591.86 → 595.79 introduced NCCL deadlocks on the mixed 4090/3090 box. Mitigations were NCCL_SHM_DISABLE=0, NCCL_P2P_LEVEL=LOC, VLLM_RPC_TIMEOUT=180, VLLM_WORKER_MULTIPROC_METHOD=spawn, and --disable-custom-all-reduce. Without them, deadlocks can look like tool failures.
VLLM_TEST_FORCE_FP8_MARLIN=1 and NCCL tuning remain mandatory for mixed FP8 ranks; the driver upgrade added the extra variables above.
Qwen 3.6-27B is a dense 27B checkpoint that, on the public agentic-coding figures I cite, beats Qwen 3.5-397B-A17B (SWE-bench Verified 77.2 vs 76.2, Pro 53.5 vs 50.9, SkillsBench 48.2 vs 30.0)—a larger step than a minor revision.

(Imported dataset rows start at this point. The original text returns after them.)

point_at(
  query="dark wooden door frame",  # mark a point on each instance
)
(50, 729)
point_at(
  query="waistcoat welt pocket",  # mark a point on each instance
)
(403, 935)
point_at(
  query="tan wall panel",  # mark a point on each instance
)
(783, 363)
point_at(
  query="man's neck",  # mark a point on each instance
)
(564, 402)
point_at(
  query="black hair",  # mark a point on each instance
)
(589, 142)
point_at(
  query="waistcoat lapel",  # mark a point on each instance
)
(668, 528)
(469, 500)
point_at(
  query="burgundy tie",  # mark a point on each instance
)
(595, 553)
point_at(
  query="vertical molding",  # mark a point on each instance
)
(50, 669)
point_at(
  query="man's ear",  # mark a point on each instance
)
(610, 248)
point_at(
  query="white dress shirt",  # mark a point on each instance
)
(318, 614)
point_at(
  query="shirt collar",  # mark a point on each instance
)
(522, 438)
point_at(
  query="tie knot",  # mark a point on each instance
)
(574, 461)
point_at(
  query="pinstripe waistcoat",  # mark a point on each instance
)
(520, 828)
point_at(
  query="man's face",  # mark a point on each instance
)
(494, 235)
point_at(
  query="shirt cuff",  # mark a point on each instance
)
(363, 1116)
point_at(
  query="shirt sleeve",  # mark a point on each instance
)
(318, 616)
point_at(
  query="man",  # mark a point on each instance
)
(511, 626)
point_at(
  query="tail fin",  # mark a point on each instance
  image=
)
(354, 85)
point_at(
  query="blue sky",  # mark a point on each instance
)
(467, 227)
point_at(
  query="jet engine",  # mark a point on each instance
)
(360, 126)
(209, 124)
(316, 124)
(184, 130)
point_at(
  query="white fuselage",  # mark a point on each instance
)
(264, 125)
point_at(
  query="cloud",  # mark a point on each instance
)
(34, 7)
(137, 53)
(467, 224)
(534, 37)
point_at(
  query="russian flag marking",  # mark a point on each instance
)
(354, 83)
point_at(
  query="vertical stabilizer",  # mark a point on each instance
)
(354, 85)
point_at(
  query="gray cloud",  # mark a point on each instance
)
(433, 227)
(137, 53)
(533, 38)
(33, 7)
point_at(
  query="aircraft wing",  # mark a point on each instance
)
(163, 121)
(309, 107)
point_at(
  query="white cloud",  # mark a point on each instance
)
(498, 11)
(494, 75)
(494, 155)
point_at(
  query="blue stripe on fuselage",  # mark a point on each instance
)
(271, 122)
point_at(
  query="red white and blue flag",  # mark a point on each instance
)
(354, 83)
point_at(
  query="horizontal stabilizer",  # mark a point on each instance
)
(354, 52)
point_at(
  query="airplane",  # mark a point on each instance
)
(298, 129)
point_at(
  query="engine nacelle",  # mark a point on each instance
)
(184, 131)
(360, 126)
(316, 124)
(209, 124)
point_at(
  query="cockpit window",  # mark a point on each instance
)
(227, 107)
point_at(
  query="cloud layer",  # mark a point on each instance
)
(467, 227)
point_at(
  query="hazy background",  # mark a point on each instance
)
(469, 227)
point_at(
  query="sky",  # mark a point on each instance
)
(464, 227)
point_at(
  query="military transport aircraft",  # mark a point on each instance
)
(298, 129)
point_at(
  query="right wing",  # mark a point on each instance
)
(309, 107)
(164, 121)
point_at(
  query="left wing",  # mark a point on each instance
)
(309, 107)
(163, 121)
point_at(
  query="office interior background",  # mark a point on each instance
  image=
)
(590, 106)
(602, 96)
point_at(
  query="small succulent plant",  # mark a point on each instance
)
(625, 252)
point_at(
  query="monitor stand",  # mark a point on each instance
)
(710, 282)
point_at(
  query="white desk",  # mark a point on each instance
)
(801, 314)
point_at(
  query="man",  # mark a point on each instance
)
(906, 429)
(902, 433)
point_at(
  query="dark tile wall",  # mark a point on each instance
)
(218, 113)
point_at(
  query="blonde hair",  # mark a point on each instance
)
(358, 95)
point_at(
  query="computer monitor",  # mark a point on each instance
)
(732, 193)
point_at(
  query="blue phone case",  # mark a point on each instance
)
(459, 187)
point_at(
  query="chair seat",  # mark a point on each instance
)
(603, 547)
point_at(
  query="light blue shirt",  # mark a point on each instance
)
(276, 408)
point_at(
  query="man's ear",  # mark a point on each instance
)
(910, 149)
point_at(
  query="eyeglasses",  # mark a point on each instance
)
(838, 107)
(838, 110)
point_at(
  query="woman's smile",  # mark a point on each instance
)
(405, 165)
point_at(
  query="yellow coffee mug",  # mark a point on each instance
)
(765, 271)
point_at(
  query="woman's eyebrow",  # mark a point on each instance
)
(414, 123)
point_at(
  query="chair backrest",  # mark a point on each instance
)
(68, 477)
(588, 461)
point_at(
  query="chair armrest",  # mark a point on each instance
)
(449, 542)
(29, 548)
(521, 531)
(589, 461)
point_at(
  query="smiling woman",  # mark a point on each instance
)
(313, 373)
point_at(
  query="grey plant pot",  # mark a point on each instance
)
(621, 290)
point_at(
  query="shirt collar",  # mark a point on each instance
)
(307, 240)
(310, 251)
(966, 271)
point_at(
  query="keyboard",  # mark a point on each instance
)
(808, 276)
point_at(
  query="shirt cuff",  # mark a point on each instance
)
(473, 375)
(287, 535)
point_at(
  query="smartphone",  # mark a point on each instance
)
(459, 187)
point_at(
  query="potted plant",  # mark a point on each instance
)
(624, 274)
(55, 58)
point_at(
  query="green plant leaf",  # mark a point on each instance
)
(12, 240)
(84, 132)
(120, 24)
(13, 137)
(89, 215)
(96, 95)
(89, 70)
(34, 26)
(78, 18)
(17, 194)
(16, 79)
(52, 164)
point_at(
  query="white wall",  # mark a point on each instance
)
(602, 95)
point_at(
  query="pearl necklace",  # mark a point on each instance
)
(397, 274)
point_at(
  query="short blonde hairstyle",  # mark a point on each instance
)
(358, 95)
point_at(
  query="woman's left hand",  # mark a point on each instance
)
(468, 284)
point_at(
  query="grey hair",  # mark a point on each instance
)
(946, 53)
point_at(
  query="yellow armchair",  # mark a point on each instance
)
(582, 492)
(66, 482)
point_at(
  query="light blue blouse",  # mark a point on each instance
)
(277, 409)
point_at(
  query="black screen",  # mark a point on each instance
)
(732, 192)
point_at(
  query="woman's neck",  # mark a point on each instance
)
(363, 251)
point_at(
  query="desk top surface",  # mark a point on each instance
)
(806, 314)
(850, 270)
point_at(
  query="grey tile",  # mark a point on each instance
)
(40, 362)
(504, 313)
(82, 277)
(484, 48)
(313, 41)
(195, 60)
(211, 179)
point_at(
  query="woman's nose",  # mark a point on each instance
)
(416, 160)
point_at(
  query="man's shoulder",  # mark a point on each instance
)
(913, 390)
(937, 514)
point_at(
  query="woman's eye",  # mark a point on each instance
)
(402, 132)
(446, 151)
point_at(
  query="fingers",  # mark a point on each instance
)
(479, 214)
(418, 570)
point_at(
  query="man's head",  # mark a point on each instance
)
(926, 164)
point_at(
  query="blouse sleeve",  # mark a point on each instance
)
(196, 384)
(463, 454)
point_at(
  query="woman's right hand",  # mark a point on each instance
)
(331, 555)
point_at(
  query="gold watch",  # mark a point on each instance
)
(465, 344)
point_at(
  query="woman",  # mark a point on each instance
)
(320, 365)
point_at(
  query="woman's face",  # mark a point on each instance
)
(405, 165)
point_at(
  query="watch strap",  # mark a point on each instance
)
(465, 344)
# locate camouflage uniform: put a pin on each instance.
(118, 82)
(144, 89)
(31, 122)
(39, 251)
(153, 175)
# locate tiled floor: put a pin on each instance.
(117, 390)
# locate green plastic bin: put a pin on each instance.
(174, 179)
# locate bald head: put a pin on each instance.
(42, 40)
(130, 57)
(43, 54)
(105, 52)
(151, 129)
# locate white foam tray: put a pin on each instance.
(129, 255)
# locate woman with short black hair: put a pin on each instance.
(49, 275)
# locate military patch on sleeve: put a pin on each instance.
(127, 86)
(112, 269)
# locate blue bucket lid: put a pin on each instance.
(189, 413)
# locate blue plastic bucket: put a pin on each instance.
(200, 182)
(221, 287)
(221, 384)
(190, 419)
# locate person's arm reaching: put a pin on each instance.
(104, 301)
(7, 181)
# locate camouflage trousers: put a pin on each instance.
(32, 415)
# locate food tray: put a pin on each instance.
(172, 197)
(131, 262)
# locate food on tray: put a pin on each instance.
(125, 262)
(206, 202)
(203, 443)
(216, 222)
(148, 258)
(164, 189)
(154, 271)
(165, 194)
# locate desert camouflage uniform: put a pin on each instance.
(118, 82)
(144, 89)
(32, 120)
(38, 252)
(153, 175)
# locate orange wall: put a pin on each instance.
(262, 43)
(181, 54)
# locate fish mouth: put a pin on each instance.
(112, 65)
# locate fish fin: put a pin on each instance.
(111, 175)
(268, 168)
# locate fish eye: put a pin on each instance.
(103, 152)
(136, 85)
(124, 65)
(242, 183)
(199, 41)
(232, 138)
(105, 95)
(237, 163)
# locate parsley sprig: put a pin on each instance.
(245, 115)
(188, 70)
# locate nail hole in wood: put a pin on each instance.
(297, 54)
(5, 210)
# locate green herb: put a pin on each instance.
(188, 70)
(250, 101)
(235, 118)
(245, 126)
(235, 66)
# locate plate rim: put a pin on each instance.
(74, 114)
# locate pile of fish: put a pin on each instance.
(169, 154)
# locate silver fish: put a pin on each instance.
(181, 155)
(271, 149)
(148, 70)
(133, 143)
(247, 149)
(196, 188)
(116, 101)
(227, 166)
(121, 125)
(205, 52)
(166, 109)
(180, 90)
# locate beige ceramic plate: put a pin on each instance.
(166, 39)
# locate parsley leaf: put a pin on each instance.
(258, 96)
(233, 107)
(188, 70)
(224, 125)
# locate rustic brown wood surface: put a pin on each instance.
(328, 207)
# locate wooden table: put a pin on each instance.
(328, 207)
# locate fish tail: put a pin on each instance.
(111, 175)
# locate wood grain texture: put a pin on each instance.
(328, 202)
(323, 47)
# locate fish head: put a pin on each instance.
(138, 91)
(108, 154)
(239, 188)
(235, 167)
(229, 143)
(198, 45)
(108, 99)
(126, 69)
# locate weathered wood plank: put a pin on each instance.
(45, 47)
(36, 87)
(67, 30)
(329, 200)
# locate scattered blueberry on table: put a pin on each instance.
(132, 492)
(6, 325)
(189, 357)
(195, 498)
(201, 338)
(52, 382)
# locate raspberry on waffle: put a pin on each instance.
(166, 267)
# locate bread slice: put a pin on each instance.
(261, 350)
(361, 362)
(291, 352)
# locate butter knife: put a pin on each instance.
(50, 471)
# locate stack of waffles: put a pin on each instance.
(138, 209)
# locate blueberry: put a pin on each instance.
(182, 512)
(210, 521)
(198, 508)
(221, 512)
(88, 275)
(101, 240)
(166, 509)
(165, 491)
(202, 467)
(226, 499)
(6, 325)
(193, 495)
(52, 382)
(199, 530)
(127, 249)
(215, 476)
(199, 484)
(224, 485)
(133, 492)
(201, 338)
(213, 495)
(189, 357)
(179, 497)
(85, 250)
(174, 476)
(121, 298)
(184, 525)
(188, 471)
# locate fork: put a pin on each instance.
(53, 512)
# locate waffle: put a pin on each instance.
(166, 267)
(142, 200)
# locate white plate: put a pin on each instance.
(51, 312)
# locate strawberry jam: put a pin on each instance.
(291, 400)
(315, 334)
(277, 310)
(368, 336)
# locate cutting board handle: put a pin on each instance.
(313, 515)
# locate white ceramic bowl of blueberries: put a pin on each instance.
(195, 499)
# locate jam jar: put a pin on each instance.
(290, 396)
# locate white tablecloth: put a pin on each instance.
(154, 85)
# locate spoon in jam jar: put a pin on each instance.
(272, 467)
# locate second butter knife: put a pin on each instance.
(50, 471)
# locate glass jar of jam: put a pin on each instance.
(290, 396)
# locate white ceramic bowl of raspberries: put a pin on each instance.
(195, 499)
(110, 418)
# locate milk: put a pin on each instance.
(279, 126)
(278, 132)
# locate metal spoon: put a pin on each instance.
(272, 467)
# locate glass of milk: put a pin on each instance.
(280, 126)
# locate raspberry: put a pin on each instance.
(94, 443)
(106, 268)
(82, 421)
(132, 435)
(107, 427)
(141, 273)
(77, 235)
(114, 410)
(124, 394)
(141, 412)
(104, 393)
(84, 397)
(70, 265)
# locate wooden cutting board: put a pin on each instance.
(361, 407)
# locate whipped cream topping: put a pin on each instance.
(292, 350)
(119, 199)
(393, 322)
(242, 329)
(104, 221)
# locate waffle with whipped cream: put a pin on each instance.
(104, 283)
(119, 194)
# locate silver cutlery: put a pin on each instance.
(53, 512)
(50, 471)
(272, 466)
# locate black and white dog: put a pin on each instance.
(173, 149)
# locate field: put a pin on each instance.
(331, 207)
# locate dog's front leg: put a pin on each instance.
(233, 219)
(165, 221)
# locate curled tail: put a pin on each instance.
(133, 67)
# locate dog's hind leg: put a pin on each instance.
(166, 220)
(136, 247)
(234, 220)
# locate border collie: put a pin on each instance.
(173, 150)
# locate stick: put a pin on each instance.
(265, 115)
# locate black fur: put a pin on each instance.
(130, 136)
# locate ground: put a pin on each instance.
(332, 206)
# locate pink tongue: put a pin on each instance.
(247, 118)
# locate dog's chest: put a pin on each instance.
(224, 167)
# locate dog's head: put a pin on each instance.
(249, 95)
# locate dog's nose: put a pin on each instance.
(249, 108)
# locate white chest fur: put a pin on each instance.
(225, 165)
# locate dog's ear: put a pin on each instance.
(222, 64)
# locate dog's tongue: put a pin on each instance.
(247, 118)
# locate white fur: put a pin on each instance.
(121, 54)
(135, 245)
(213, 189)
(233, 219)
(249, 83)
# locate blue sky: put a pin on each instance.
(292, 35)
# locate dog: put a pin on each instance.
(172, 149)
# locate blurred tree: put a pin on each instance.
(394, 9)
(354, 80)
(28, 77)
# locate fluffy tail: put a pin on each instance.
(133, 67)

In one continuous session the stack sustained about 180K tokens with no tool-calling errors and roughly 10 minutes of uninterrupted agentic use on consumer GPUs, which matches what I wanted from a production-minded local setup.
The same template works on Qwen 3.5 and 3.6 if preserve_thinking=false and the parser matches the model generation. With the 595.79 workarounds, I get stable 180K-token agentic runs. Step-by-step background and earlier tuning notes are in the Qwen 3.5 deep-dive.